Risk Adjustment

Show Me the HCCs — Final Notice by the Numbers

Written By
Meleah Bridgeford
Director of Risk Adjustment, Payer Solutions

The announcement for 2020 PY saw some major changes, both expected and not so expected. First, the expected. CMS has changed the model once again. They’ve chosen the Alternate Payment Count (APC) model. Back in our initial analysis of the model changes, we noted the decrease to risk scores between the 2017 and the 2020 models was 3.6%. However, this decrease was before the coding intensity and the normalization factors were taken into consideration.

Now that CMS has released the normalization factors, we can see how the average risk score decreases by 7% between the two models (using the 2018 normalization factor). The writing has been on the wall, so to speak, as both the 2017 model for RAPS and the 2020 model for EDPS have seen an increase in normalization factor. The remaining 50/50 blend between RAPS and EDPS notwithstanding, an overall decrease in the risk scores is coming.

This increase of the normalization factor shows that CMS is expecting an increase in the HCCs captured by MA organizations. This number, though, is not guaranteed to be reflective of your member population. In fact, it is guaranteed to only account for an “average” plan population. Some codes captured will come from the new HCCs, but this will only account for a portion of the decrease—we’ve estimated average reimbursements to fall by a full 3% more than CMS has accounted for if new HCCs are not captured. Premiums are going up, but coding trends overall will need to be increased at least by that new deficit.

This increase in coding trends will have an impact on RAPS submissions as well, which received its own increase in normalization factor. In fact, the RAPS 2017 Model blend saw a 5% increase to the normalization factor between the 2018 PY and the 2020 PY, with a 3.2% jump between the 2019 PY and the 2020 PY. So along with the decrease in the EDPS model—and utilization of the APC—there is a decrease on the RAPS side of the model as well.
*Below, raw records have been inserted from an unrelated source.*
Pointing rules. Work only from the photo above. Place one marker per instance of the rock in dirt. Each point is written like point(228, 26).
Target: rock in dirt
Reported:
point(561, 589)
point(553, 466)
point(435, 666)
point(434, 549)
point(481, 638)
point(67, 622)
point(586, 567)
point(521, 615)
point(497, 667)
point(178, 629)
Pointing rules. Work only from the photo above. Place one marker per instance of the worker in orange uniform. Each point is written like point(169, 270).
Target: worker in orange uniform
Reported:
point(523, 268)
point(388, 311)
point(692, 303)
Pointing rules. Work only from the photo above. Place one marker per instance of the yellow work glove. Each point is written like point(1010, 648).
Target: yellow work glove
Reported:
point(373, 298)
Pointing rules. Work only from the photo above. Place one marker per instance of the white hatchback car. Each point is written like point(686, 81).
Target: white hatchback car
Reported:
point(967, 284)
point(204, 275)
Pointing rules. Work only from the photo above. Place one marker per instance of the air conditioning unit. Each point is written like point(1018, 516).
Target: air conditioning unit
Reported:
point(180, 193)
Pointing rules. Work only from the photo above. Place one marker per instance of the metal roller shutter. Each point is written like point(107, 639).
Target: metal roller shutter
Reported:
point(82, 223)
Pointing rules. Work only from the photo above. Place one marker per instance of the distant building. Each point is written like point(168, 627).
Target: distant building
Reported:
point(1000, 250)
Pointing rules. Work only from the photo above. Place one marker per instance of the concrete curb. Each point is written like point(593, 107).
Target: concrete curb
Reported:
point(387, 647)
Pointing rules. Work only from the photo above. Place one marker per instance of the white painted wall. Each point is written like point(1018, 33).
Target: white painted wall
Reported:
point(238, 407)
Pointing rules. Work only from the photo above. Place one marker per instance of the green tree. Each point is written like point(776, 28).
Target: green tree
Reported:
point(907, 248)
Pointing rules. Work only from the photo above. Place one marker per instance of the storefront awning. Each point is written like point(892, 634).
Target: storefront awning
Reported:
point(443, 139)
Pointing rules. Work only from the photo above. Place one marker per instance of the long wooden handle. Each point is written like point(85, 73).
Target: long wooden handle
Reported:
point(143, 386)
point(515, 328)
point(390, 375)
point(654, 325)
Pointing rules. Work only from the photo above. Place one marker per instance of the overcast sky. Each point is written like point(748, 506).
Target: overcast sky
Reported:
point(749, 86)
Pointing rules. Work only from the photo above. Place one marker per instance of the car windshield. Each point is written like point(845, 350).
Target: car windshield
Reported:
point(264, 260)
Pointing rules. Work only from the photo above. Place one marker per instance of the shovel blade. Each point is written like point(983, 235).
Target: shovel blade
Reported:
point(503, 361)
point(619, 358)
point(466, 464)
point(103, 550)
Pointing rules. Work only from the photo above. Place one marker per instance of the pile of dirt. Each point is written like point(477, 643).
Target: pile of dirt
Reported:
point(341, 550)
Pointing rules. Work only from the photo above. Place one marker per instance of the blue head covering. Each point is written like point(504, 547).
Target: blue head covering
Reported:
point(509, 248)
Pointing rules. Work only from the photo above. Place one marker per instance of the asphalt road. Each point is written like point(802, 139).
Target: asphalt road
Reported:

The 2017 model being utilized for the RAPS risk score does not have the benefit of the new HCCs added in 2019 and 2020 models, thus making any increase in risk scores reliant on an overall efficiency in HCC capture rates.

Perhaps most interesting of all is the impact to specific RAF Type Codes. The ESRD/Dialysis members saw the most significant impact with the switch over to the 2019 model—the difference between 2019 and 2020 models appears fairly minor as a result. In our initial analysis, we observed an impact to duals members being significant and this still appears to be the case as the impact of the normalization factor now decreases the average risk scores for this population even more. The prolonged use of the 2017 RAPS model will supplement this population most in light of risk score changes.

All in all, in an industry always looking for the next best breakthrough in suspecting analytics, chart retrieval rates, and coding capture results, the drive will be all the more frantic as individuals begin to realize the impact of the new model. Our suggestion is to stay ever mindful of your analytics. Know your data and know your results. Plan right now for the 2020 model changes. You will see the impact of focusing on different HCC capture programs. A diverse plan to find codes is about to be more necessary than ever before as we transition into the new models.

Indeed, it’s only through the capture of new HCCs that the lowering of the risk score can be counteracted— whether from a newly added HCC or one previously uncaptured.

Of course, this claim is meaningless without an example. So we took a sample member to see what happened when we found one of these new HCCs and not only does the risk score increase, but it does so at a rate of 1.9% between 2018 and 2020 and 0.4% between 2019 and 2020, showing the benefit of the APC model’s condition count risk scores. This also benefits the EDPS risk scores, which could be lower than the RAPS risk scores in some cases. Capturing the new HCCs will help reduce this variance, of course this also requires the monitoring of EDPS errors, which everyone should be doing with the new 50/50 blend.

In the future, Episource will be presenting on specific ways the new models could drive reductions in RAF and proactive methods to maintain accurate scores. There are many options for your organization to utilize, and we look forward to expanding on these topics moving forward.